Yield: 3/4 cup dressing
Roasted Acorn Squash, Honey, Smoked Paprika, and Sage Salt
2 medium acorn squash, trimmed
2 tablespoons extra-virgin olive oil
1 tablespoon honey
1 teaspoon smoked sweet paprika
1/2 teaspoon kosher salt
4 large sage sprigs (about 16 nice leaves)
2 teaspoons coarse sea salt
Preheat oven to 350°. Slice the squash crosswise into ½-inch rings. Use a spoon to scoop the seeds from the center of each ring, and discard.
In a small bowl, whisk together the oil, honey, paprika, and kosher salt. Arrange the squash on a large baking sheet; pour the paprika oil over the squash and toss well to combine. Place the sage leaves in a small baking pan.
Transfer both pans to the oven. Roast the sage leaves until just crisp, about 10 minutes. transfer to a rack to cool. Raise the heat to 400°. Continue roasting the squash, turning once, until tender and light golden, 20-25 minutes more.
Transfer the squash to a platter. Crumble the sage in a small bowl with the coarse salt; sprinkle some of the sage salt over the squash, and serve. Reserve the remaining sage salt for other uses.
Yield: 4-6 servings
Source: Adapted from Cook This Now, by Melissa Clark
Purée of Green Beans
1 1/4 pounds green beans
1 pound potatoes
4 tablespoons butter
2 tablespoons heavy cream
1/4 teaspoon grated nutmeg
Peel the potatoes and halve, quarter or cut them into eighths, depending on size. Place potatoes in a saucepan and add cold water to cover and salt to taste. Bring to a boil and simmer 15-20 minutes until tender. Meanwhile, trim off the ends of the beans and drop beans into boiling salted water to cover. Cook for 5-10 minutes until tender; do not overcook.
Drain the potatoes and beans and blend them in a food processor. Add the butter, cream, nutmeg, and salt to taste.

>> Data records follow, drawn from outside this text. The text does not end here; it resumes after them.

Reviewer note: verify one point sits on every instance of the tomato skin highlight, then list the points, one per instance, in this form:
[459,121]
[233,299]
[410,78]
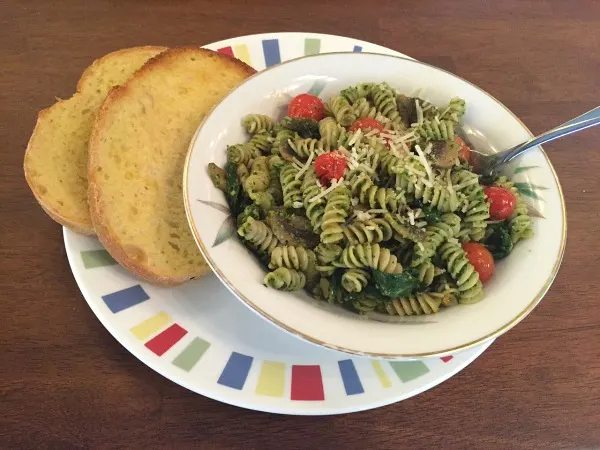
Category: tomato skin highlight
[481,259]
[330,166]
[307,106]
[502,202]
[464,154]
[366,124]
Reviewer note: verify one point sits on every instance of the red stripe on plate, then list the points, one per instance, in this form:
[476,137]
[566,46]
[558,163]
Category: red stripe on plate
[162,342]
[226,51]
[307,383]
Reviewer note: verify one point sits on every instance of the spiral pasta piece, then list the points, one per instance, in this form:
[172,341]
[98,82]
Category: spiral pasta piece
[338,107]
[258,234]
[285,279]
[259,178]
[519,223]
[337,209]
[369,255]
[330,132]
[292,257]
[355,280]
[292,196]
[260,143]
[316,209]
[353,93]
[241,154]
[462,271]
[455,110]
[427,271]
[326,255]
[437,233]
[369,194]
[281,141]
[362,108]
[418,304]
[304,147]
[384,99]
[257,123]
[368,232]
[437,194]
[432,130]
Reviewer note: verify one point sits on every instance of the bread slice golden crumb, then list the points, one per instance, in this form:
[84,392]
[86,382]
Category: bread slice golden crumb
[137,153]
[56,156]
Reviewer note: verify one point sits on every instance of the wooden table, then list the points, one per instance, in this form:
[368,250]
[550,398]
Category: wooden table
[66,383]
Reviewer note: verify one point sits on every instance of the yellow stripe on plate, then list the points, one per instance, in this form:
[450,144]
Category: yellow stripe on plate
[384,380]
[148,327]
[271,381]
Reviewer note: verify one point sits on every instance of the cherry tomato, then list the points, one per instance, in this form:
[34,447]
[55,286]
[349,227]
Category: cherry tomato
[502,202]
[366,124]
[306,105]
[481,258]
[330,166]
[464,154]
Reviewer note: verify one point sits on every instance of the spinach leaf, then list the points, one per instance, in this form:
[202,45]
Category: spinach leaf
[395,285]
[304,126]
[431,215]
[498,241]
[252,210]
[234,189]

Serve piping hot.
Yield: 6-10 servings
Source: The New New York Times Cookbook, by Craig Claiborne
1 3/4 cups dried beans or 1 (29-ounce) can or 2 (15-ounce) cans beans
3 tablespoons olive oil
2 large garlic cloves
4-5 fresh sage leaves
1 (14-ounce) can tomatoes
If using dried beans, soak in cold water at least 12 hours, and drain. Place these beans in a large pot, add water to cover by several inches, bring to a boil, then lower the heat and simmer for 2 hours.
Heat the oil in a skillet, add the garlic and sage, and cook for a few minutes. Remove and discard the garlic when it turns golden brown. Drain the beans (whether you have cooked them or have opened the can), add to the skillet, and cook over medium heat for about 10 minutes.
Add the tomatoes, season with salt and pepper, and cook, stirring frequently, for an additional 15 minutes, until the sauce starts to thicken. Remove the skillet from the heat and transfer the beans to a warm serving dish.
Yield: 4 large servings
Source: The Silver Spoon
1 cup milk
3 tablespoons butter, softened
3/4 cup freshly grated Emmentaler cheese
Preheat oven to 400°. Spray a cookie sheet with nonstick spray or grease it with additional butter.
Cook the whole, unpeeled potatoes in plenty of salted water for about 45 minutes, until tender; then drain and peel.
Place in a bowl and mash with a potato masher. Heat the milk in a small pan to just below simmering point, then remove from the heat. Add the butter, Emmentaler, and hot milk to the potatoes and mix well. Lightly beat one of the eggs, and stir it in.
Separate the remaining egg and whisk the egg white until stiff in a grease-free bowl, fold into the mixture, and season with salt.
Spoon small, round mounds of the mixture onto the cookie sheet and top each with a smaller mound. Lightly beat the remaining egg yolk and brush the mounds with it. Bake until golden brown, 15-30 minutes.